Pensions crisis 'as great a threat as terrorism'

Jul 06 2004 by Brian Amble Print This Article

Britain’s pensions crisis is as great a threat to society as terrorism or global warming David Willetts, the Shadow Work and Pensions Secretary, has warned, and could affect the shape of the British economy for decades.

Willetts outlined his apocalyptic vision of the future in a lecture to the think-tank Politeia, predicting that the continued failure to address the shortfall in pensions provision could lead to companies going bankrupt, taxes rising, labour mobility reduced, local government in crisis and charities collapsing.

"The scale and implications of the pensions crisis is still not understood," Willetts said. "But I believe it is up there with terrorism or global warming as a threat to much of what we value."
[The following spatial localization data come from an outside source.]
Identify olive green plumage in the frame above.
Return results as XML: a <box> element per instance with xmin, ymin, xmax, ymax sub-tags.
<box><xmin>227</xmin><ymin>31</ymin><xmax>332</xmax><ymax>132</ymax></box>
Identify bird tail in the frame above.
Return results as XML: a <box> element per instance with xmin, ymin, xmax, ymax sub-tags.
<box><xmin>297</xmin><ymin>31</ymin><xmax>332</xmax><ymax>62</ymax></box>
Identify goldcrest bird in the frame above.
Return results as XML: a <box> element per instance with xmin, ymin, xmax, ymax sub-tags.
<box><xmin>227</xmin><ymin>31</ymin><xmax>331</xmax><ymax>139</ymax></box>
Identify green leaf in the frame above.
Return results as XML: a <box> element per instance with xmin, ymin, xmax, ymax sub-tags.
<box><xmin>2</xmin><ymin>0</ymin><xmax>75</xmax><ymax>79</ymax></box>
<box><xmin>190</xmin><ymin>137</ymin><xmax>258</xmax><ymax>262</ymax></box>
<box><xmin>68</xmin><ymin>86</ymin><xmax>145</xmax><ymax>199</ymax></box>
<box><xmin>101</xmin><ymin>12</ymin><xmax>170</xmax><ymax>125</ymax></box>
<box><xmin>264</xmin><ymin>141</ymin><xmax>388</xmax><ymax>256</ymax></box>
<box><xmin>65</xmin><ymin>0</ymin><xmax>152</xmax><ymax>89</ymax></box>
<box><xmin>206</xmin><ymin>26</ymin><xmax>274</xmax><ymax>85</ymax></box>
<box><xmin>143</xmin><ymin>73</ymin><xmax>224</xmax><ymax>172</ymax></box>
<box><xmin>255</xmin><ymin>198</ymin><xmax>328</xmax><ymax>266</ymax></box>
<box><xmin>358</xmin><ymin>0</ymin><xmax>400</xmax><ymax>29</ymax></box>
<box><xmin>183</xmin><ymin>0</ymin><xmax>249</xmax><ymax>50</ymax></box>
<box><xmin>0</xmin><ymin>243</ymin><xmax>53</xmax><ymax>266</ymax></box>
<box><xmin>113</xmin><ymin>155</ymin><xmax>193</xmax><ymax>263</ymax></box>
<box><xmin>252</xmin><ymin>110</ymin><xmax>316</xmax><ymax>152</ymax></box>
"Above all, it is a threat to the living standards of generations of pensioners. This crisis is going to change the shape of the British economy and indeed society for decades."

Britain also risked the emergence of a damaging rift between the pension ‘haves’ and ‘have-nots’, he said, with resentment growing of public sector workers and staff in large companies who had final salary pension schemes as the majority of people were forced to rely on riskier, less lucrative money purchase pensions or an inadequate state pension.

He predicted particular problems with local government pensions if deficits forced councils to increase local taxes so as to extract more money from local residents, many of whom don't have a final salary pension, in order to help employees of local government who do.

The pensions crisis is "the biggest single disaster" of Gordon Brown's Chancellorship, Willetts went on, although he acknowledged that the handling of pensions by successive Governments had been wrong and that Tory policy in the late 1970s that broke the link between earnings and the basic sate pension had been a mistake.

“A nation that is saving as little as we are is heading for long-term welfare dependency. We are getting trapped in a vicious cycle in which low personal savings leads to more dependence on means-tested welfare which further destroys the incentive to save.”

Britain, he warned, "is heading for long-term welfare dependency" that can only be reversed by encouraging people to save and encouraging suppliers of long-term saving.

"We need to make savings more attractive. That is why we have to reverse the spread of means-testing. It also means increasing the returns that pensioners get on their savings.”

Amongst the proposals put forward by Willets to tackle the problem is the idea that the government should issue special bonds which pay more the longer people live.

This would ease the pressure on company pension funds and insurance companies, which could reduce the reserve funds held in case their pensioners live longer than expected.

He also suggested scrapping the legal requirement that at least three-quarters of an individual's pension fund must be spent on a compulsory annuity.

On state pensions, Willetts would restore the link between the basic pension and with earnings, raising its value over several parliaments while gradually phasing out the means-tested state second pension.

But the National Association of Pension Funds (NAPF ) and the Pensions Policy Institute, both of whom have called for the current system to be replaced by a simple flat-rate benefit based on residency rather than work history, were lukewarm about the Tory proposals.

"We need something much more urgent and radical," said Christine Farnish, chief executive of the NAPF. "We cannot afford to drift for another 20 years with the current complexity and all its disincentives to save."